Los empleos que supuestamente salvan los aranceles

Cada vez que se han extendido medidas proteccionistas para ayudar a las compañías acereras nacionales, se han perdido más empleos en las industrias norteamericanas que usan el acero como materia prima de los que se salvaron en la siderurgia.

La defensa del libre comercio descansa en un principio simple: deberíamos ser libres de comprar lo que nos plazca, incluso si nos lo vende un extranjero. Los detractores del libre comercio están seguros de que hay excepciones legítimas a este principio. Cuando los negocios extranjeros tienen una ventaja supuestamente "injusta", las empresas norteamericanas que compiten con ellas quieren que el Tío Sam las rescate adoptando políticas proteccionistas como aranceles y cuotas a la importación. Quieren que el Gobierno "nivele el terreno de juego". Temen o perder sus empleos o que el libre comercio acabe provocando el declive económico de nuestro país. La primera preocupación es razonable; la segunda no.

En este artículo trataré los aspectos económicos, éticos y políticos del primer motivo de preocupación, la supuesta pérdida de puestos de trabajo norteamericanos concretos frente a la competencia extranjera. Otro artículo posterior tratará el asunto más genérico sobre si el libre comercio es malo para Estados Unidos o no.

Es una realidad económica de la vida que, en un mercado competitivo, los productores menos eficientes (es decir, los que tienen costes más elevados) son reemplazados por los productores más eficientes. Para el economista resulta irrelevante si el productor con costes más bajos es nacional o extranjero: el nivel de vida de los norteamericanos se ve inevitablemente beneficiado cuando los americanos pueden comprar más a cambio de menos. No obstante, las empresas nacionales amenazadas por la competencia extranjera no son tan inflexibles en este punto. Cuando los competidores que venden más barato que ellos son de fuera, apelan al sentimiento nacionalista y presionan en favor de la protección gubernamental frente a esa competencia supuestamente desleal.

Es importante comprender que la desventaja competitiva de una compañía nacional puede estar provocada por ella misma. Por ejemplo, de 1975 hasta 1982 los costes del empleo en la industria del acero se elevaron de 9 a 24 dólares la hora. Durante este periodo, la cifra de empleados en el sector descendió de 500.000 a 300.000. En 1982, a los empleados del acero japoneses se les pagaba sólo la mitad de lo que recibían sus homólogos americanos, pero tenían mayor productividad. Esto sugiere que muchos empleados norteamericanos del acero perdieron sus empleos por cobrar demasiado, no por competencia desleal.
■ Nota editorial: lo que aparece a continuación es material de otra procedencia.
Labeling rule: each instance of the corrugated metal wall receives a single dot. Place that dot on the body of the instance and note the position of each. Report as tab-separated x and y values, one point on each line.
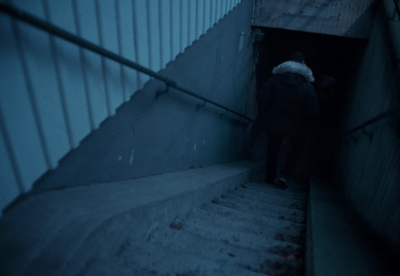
53	94
369	168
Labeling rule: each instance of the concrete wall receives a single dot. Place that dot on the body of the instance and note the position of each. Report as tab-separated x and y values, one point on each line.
149	136
369	168
55	94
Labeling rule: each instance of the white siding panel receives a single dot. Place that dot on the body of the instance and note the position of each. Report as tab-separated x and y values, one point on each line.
71	75
40	67
128	45
110	42
17	110
141	37
192	22
9	186
154	35
175	28
184	22
97	94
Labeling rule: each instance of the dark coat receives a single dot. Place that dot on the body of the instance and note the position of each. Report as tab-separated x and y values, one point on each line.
287	102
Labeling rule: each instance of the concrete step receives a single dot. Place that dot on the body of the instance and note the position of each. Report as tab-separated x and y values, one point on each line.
208	221
41	234
211	239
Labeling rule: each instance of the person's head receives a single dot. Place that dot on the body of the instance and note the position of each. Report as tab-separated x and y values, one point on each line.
298	57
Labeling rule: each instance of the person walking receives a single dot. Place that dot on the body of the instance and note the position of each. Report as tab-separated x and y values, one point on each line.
288	102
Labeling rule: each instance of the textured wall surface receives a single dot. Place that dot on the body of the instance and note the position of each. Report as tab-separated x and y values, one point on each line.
149	136
369	168
56	93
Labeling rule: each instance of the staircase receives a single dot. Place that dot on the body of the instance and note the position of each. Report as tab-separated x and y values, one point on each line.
251	230
202	221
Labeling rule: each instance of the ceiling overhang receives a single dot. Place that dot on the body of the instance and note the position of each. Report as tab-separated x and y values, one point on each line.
332	17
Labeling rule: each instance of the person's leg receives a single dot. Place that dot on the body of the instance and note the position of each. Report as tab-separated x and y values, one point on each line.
273	150
293	156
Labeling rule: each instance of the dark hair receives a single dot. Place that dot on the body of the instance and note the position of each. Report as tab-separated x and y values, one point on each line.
297	56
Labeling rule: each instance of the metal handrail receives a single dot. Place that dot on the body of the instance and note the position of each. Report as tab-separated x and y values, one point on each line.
383	115
59	32
397	7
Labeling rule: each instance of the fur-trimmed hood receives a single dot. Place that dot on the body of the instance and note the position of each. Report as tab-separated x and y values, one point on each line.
294	67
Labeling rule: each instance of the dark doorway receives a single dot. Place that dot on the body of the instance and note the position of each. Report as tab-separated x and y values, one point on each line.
336	57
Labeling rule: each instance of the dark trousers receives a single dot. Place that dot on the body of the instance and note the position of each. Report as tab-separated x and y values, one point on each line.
273	153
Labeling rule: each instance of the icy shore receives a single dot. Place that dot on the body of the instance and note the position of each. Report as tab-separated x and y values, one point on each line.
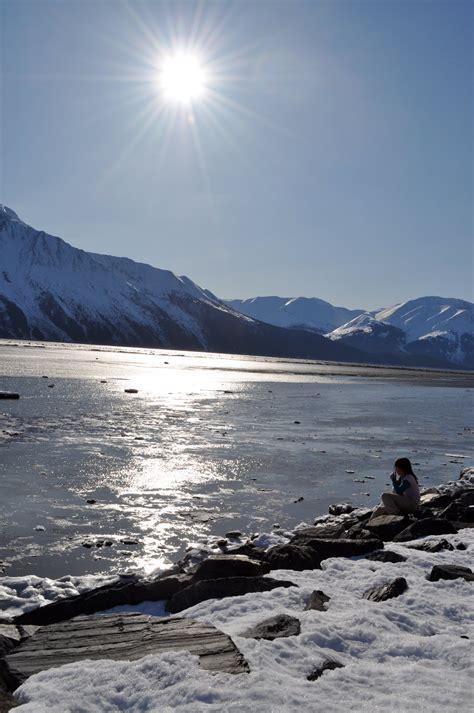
412	650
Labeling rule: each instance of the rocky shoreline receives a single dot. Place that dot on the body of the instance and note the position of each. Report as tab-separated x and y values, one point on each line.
44	637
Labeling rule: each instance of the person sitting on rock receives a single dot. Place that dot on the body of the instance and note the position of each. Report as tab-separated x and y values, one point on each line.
405	497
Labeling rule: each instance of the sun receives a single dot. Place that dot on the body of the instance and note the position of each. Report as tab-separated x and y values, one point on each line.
182	77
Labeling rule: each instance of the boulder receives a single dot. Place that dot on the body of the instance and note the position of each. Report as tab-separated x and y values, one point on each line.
219	566
276	627
422	528
359	531
339	548
121	637
334	529
387	526
317	600
111	595
450	571
9	638
248	549
386	556
220	588
7	702
432	546
457	512
465	497
436	500
467	474
387	591
292	556
328	665
341	509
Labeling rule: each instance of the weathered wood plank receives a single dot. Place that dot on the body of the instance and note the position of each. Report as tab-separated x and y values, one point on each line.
121	637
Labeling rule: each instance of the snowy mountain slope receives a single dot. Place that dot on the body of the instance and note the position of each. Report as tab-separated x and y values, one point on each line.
303	312
431	326
52	291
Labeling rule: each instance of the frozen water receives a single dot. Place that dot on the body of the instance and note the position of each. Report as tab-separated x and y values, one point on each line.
210	443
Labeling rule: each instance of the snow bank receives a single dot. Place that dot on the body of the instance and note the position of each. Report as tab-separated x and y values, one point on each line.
22	594
398	655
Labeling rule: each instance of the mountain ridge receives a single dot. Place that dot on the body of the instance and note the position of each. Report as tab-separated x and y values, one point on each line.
50	290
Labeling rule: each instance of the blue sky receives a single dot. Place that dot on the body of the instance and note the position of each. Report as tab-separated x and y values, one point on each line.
335	159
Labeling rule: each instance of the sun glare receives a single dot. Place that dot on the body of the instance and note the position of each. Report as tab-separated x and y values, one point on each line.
182	78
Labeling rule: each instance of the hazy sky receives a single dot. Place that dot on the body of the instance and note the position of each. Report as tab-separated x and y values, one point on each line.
332	156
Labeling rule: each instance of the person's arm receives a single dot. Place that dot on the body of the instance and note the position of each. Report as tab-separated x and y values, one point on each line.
400	486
Sin embargo, hay ocasiones en que las compañías extranjeras reciben subvenciones de sus gobiernos, lo que les permite vender más barato que los productores norteamericanos. El economista no tiene problema en reconocer que esos subsidios son injustos, pero a la vez sostiene que las políticas nacionales proteccionistas tampoco son justas ni tienen sentido económico. Dos errores no suman un acierto. Sólo porque un Gobierno extranjero haya impuesto un peso injusto a su propio pueblo imponiéndole una carga fiscal para reducir el precio de ciertos productos escogidos no significa que nuestro Gobierno deba responder imponiendo a su vez a los norteamericanos otra carga injusta. ¿Por qué debe el Tío Sam negar a los ciudadanos el acceso a unos precios más bajos que sí pueden disfrutar todos los demás? ¿Qué hay de justo en eso? ¿Incrementan los precios más elevados la prosperidad de un pueblo? Si los gobiernos extranjeros quieren exportar riqueza en forma de precios más bajos a los ciudadanos norteamericanos, deberíamos aceptar tamaña generosidad.
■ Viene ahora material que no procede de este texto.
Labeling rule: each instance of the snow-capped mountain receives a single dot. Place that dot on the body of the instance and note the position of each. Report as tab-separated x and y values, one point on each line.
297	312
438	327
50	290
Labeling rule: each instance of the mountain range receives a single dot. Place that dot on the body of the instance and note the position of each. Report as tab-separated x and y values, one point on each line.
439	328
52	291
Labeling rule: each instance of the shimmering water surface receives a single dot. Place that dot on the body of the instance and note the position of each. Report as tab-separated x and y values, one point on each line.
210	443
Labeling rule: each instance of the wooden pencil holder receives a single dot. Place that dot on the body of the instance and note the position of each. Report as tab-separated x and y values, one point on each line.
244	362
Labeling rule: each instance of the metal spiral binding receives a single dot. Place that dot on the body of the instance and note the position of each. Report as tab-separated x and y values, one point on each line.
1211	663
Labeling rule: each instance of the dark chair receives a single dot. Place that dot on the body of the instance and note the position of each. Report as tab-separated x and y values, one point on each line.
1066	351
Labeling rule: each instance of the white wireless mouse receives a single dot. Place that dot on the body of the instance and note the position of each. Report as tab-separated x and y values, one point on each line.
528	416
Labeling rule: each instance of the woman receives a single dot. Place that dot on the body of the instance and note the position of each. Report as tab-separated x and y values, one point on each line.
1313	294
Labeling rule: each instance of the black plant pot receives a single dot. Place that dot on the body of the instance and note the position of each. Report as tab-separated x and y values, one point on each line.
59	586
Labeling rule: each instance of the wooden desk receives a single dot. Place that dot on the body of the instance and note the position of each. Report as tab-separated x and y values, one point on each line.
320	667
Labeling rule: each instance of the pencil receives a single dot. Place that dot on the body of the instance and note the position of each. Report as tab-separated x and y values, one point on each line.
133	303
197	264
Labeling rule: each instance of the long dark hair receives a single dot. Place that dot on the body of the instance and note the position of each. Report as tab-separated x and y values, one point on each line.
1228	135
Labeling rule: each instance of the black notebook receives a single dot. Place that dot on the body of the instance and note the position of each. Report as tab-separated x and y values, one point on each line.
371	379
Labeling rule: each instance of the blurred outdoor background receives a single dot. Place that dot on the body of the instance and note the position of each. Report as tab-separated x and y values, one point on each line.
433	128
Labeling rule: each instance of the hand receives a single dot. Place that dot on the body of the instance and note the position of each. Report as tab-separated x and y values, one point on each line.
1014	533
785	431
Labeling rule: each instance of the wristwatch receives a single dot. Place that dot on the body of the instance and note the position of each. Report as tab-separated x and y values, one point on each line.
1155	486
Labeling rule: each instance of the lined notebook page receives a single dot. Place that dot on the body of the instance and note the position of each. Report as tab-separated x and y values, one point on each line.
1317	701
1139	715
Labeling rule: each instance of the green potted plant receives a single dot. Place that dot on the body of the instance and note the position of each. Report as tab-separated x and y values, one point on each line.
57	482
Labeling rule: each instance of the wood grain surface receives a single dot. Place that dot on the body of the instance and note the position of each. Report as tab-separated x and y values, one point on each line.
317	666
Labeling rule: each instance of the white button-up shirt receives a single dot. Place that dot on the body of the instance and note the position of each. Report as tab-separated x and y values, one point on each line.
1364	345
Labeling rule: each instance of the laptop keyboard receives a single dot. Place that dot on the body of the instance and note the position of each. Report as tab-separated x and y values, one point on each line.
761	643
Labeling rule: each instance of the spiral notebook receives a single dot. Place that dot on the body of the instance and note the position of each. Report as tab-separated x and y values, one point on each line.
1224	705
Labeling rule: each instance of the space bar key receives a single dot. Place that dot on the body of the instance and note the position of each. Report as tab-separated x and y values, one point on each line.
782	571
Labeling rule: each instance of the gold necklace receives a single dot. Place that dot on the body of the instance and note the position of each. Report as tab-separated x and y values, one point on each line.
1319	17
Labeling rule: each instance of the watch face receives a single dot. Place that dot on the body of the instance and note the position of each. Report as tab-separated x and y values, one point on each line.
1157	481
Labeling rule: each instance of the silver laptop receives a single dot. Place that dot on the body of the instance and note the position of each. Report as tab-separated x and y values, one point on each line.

Aquí es donde los proteccionistas juegan su baza, argumentando que si no se adoptan políticas proteccionistas, se perderán puestos de trabajo. Esto es cierto; sin embargo, es igualmente cierto que las propias políticas proteccionistas harían que los norteamericanos pierdan puestos de trabajo. Volviendo al ejemplo del acero: cada vez que el Tío Sam ha restringido la importación de acero más barato, las numerosas empresas norteamericanas que lo emplean como materia prima han sufrido una desventaja competitiva. Sus competidores extranjeros pueden adquirirlo por menos  y así vender sus productos por menos. De hecho, las cifras demuestran que cada vez que se han extendido medidas proteccionistas para ayudar a las compañías acereras nacionales, se han perdido más empleos en las industrias norteamericanas que usan el acero como materia prima de los que se salvaron en la siderurgia. Así, en la práctica, el proteccionismo no salva puestos de trabajo en conjunto sino que simplemente sacrifica unos cuantos empleos para proteger otros. Claramente, las políticas proteccionistas no producen el "campo de juego nivelado" que los proteccionistas afirman preferir.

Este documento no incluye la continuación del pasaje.